Businesses must be profitable to survive. That’s one of the reasons that business owners are so often told to make sure they are profitable before anything else.
Profitability is Goal Number 1 because it ensures that companies can keep on going. Everything else is Goal Number 2.
Profit is always job one.
Deferring Profitability to Build a Network
Yet as a recent Harvard Business Review article points out, the digital world abounds with instances in which profitability was intentionally delayed to gain customers. These companies are following another standard dictate: maximize profits. It’s that, in their business strategy, maximum profitability can be achieved only via the attainment of a critical mass in their networks.
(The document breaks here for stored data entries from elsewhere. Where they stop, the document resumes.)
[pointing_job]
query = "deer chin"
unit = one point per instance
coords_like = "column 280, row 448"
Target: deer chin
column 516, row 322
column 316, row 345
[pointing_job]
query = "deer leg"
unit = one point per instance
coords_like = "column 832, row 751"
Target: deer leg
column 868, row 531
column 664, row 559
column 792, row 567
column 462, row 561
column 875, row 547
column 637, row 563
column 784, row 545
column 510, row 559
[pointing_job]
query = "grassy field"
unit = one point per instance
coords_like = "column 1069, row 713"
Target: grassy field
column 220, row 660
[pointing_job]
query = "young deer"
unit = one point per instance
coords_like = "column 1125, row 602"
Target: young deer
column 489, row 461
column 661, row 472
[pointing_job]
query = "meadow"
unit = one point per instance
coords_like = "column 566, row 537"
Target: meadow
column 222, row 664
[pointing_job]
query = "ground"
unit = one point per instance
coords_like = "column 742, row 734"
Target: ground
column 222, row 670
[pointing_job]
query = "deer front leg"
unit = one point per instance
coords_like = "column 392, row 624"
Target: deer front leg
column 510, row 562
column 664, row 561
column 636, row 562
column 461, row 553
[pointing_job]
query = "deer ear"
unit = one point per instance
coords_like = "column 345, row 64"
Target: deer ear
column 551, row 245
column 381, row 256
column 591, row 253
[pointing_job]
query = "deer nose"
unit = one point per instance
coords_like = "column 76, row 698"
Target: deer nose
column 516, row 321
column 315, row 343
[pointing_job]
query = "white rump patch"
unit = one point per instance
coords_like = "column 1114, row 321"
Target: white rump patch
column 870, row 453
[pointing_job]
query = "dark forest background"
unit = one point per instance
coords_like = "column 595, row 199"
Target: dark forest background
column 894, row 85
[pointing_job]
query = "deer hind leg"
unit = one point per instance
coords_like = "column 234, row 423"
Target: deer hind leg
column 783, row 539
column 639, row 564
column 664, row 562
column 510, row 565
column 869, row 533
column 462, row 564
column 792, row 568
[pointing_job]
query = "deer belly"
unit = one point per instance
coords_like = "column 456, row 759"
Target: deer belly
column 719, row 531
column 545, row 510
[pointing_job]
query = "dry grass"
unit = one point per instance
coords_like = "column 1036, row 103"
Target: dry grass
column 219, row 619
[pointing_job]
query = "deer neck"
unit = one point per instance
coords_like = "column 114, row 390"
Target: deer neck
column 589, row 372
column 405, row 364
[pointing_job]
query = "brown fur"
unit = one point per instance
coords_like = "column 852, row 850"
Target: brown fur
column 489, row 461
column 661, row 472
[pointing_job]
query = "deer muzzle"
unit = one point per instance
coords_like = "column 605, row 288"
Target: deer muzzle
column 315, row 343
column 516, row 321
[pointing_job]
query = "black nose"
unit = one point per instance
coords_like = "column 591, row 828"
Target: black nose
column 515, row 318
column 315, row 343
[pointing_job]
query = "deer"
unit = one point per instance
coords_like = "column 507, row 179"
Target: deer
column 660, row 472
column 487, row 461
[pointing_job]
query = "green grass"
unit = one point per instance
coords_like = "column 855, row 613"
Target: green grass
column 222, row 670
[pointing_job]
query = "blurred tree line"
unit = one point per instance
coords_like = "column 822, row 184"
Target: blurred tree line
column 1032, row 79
With only a small network, Facebook, for example, would not be able to command maximum profitability. By growing its network and making its network additive, it can achieve maximum profitability. Same with eBay. Without a large marketplace, eBay can’t attract either the number of buyers or sellers it needs to survive.
The HBR article posits that the ability and desirability of deferring profits to build a wider network is a key difference between the industrial era and the digital. In the nineteenth century, and most of the twentieth, goods and services lost value if they were more abundant rather than scarce. Take chocolate, for example. If there were a very limited amount in the world, it would be expensive as well as desirable. If it were everywhere, it would be relatively cheap and less an object of fascination or intense desire.
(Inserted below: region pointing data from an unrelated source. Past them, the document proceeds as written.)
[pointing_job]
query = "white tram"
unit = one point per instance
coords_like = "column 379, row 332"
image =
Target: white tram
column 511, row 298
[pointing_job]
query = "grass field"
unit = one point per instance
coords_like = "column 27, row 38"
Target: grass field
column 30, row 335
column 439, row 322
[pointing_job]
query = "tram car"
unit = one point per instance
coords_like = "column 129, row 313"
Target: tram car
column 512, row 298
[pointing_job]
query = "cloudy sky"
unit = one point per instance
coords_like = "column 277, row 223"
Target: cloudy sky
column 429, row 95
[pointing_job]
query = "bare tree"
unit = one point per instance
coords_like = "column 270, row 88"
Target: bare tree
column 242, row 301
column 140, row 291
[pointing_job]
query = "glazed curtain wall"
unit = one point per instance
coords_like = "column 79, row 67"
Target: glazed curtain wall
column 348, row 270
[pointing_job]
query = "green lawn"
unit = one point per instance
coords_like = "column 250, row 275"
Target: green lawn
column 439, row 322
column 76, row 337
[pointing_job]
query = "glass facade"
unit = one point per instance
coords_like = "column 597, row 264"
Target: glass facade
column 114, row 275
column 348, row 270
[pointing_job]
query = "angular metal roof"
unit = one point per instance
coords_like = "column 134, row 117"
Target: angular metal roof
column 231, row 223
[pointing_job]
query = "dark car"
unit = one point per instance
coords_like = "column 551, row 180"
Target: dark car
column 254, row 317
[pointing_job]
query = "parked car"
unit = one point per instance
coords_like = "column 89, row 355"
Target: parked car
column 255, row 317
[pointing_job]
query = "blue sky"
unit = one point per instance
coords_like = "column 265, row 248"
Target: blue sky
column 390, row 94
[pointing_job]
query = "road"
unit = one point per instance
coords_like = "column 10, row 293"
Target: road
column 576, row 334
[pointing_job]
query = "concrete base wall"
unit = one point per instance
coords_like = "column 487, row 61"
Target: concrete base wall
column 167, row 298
The digital world and technology have reversed the relationship between scarcity and desirability. Networks, whether of friends to friends, worker to coworkers, buyers and sellers, or businesses and suppliers, gain desirability by their ubiquity. Whether you’re a Facebook user or an eBay seller, the bigger the network, the more valuable it is to customers and clients.
The Ability to Forecast
But how can companies tell whether deferring profitability is a good idea?
Ultimately, there is no surefire way to tell. Amazon Web Services (AWS) is an example of a business that has lowered prices and offered features at a low cost to lure customers. Essentially, the return will eventually be based on how many users are unified under AWS.
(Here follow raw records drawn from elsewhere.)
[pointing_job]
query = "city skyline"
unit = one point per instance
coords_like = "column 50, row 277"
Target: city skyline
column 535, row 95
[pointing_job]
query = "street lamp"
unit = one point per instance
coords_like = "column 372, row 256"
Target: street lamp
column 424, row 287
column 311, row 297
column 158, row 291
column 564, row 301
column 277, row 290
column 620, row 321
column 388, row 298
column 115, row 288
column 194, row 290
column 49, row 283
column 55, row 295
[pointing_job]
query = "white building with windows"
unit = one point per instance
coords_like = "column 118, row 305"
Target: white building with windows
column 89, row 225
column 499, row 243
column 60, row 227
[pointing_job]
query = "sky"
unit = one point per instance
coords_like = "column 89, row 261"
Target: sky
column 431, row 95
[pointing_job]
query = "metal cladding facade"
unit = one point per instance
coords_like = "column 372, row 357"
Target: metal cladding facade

“Stickiness” is also a factor. Will customers return? Must they get certain features?
Yet one has only to think of the current retail bricks-and-mortar bust to realize that the dream of a captive audience — customers who must come to you to get what they want — can vanish given a newer and more convenient model, or a cheaper one. Digital companies have to think about this kind of competition too.
Thinking through priorities and features and what effect each will have on both current and future profitability is key in the evolving digital world.
The article suggests forecasting net present value (NPV) into the future, as it gives a metric for forecasting returns.
The digital world is one of the few in history where the more widespread something is, the more valuable it might become. As a result, some companies may be able to defer profitability in order to grow a network that will increase profitability in the future.